Mais le véritable levier pourrait venir des politiques publiques. Le projet de « notation des entreprises textiles pour faciliter l’accès au crédit », envisagé par le ministère du Textile, et évoqué par le Business Standard, s’inscrit dans une logique de structuration du secteur, visant à renforcer sa bancabilité et son attractivité pour les investisseurs.
Dans le même temps, l’accord de libre-échange entre l’Inde et l’AELE, applicable dès le 1er octobre 2025, constitue un levier géoéconomique majeur. Il permet à l’Inde de diversifier ses débouchés face à la concurrence chinoise, notamment en ciblant les marchés suisses et norvégiens.
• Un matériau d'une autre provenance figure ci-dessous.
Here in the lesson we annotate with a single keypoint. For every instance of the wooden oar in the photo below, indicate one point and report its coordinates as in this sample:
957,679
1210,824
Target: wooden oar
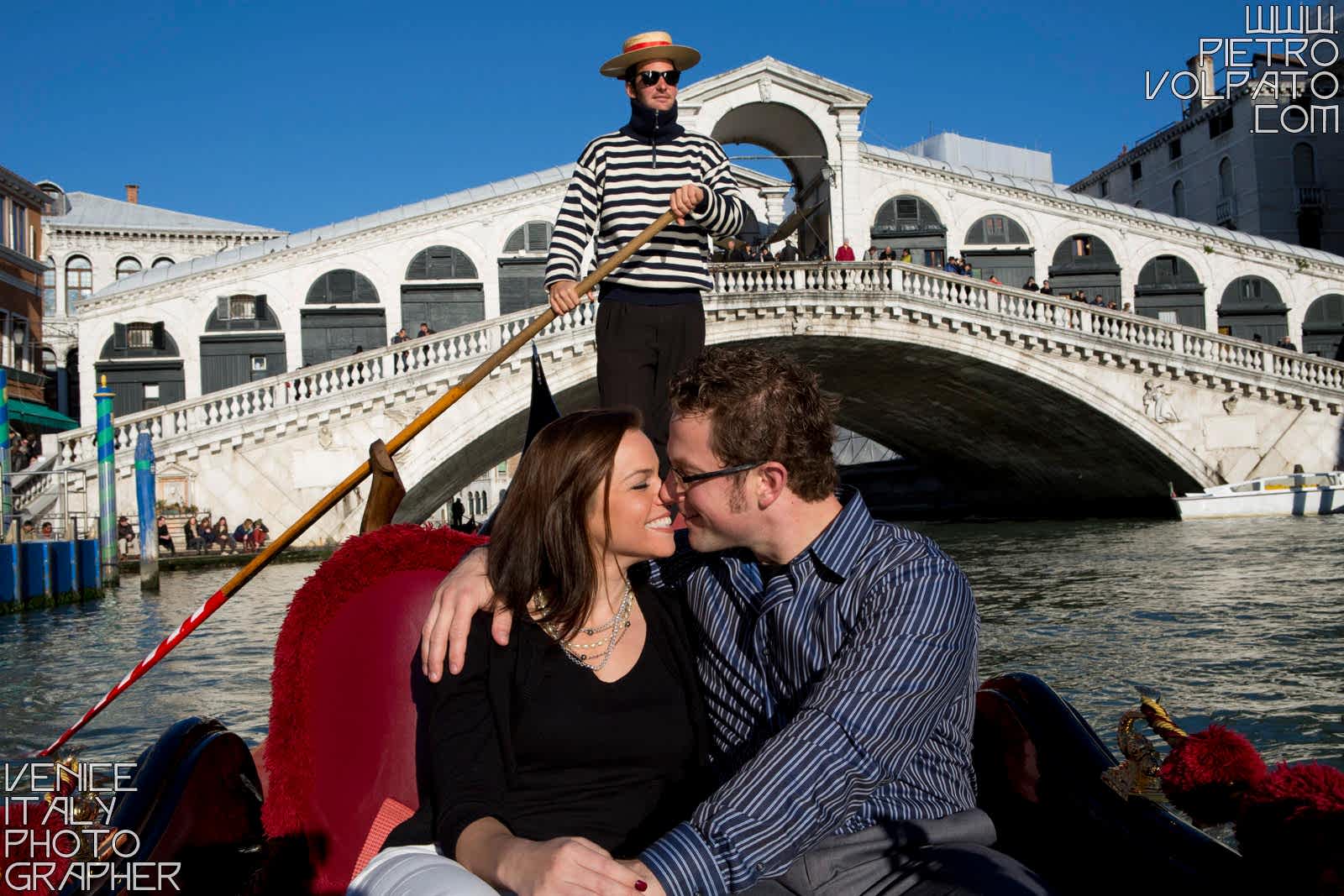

L’ensemble de ces initiatives s’inscrit dans une stratégie plus large visant à faire de l’Inde une alternative crédible à la Chine dans la chaîne d’approvisionnement mondiale.
Japon : un marché mûr, mais essentiel
Le Japon confirme son statut de marché stratégique à haute valeur ajoutée pour les exportateurs asiatiques. Avec 12,1 milliards de dollars d’importations de vêtements sur les six premiers mois de 2025 (+6,8 %), la demande reste soutenue, en dépit d’un contexte économique globalement morose.
Cette dynamique repose sur un pouvoir d’achat stable, une appétence forte pour la mode, et une très faible production domestique, ce qui rend le pays structurellement dépendant des importations, notamment en provenance de Chine, Vietnam et Bangladesh.
Bangladesh : vulnérabilité logistique et arbitrages en cours
Le Bangladesh, deuxième exportateur mondial de vêtements, fait face à une hausse significative des coûts logistiques et de traitement portuaire, selon la BGMEA. Ces tensions, couplées à une pression croissante des marques sur les prix d’achat, fragilisent sa compétitivité relative.
Cela pourrait encourager certaines enseignes à opérer un rééquilibrage de leur sourcing vers l’Asie du Sud-Est (Vietnam, Indonésie, Cambodge), voire vers l’Afrique de l’Est ou des circuits nearshoring plus proches de l’Europe.
Malgré ces défis, le pays bénéficie encore d’un avantage comparatif sur les coûts salariaux, et d’une politique volontariste de modernisation de ses infrastructures.
Mais la fenêtre d’opportunité se rétrécit. Le Bangladesh doit impérativement accélérer sa montée en gamme et sa transition ESG s’il veut éviter d’être marginalisé par des concurrents plus flexibles et moins exposés.
Une région toujours incontournable
La conjonction de ces dynamiques nationales illustre un mouvement d’ensemble, celui où l’Asie devient un espace économique différencié, où chaque pays cherche à consolider ses atouts – capacité d’export, tissu industriel, accès aux financements, accords commerciaux – pour maintenir ou renforcer sa place dans la chaîne de valeur mondiale.
Pour les marques européennes et américaines, il ne s’agit plus de choisir l’Asie comme un bloc, mais de composer un portefeuille d’approvisionnement dynamique, combinant fiabilité logistique, alignement réglementaire et opportunités commerciales locales.
Dans tous les cas, l’agilité de sourcing, la capacité d’adaptation aux normes ESG, et la lecture fine des accords bilatéraux seront des atouts décisifs pour les directions achats du secteur mode et textile.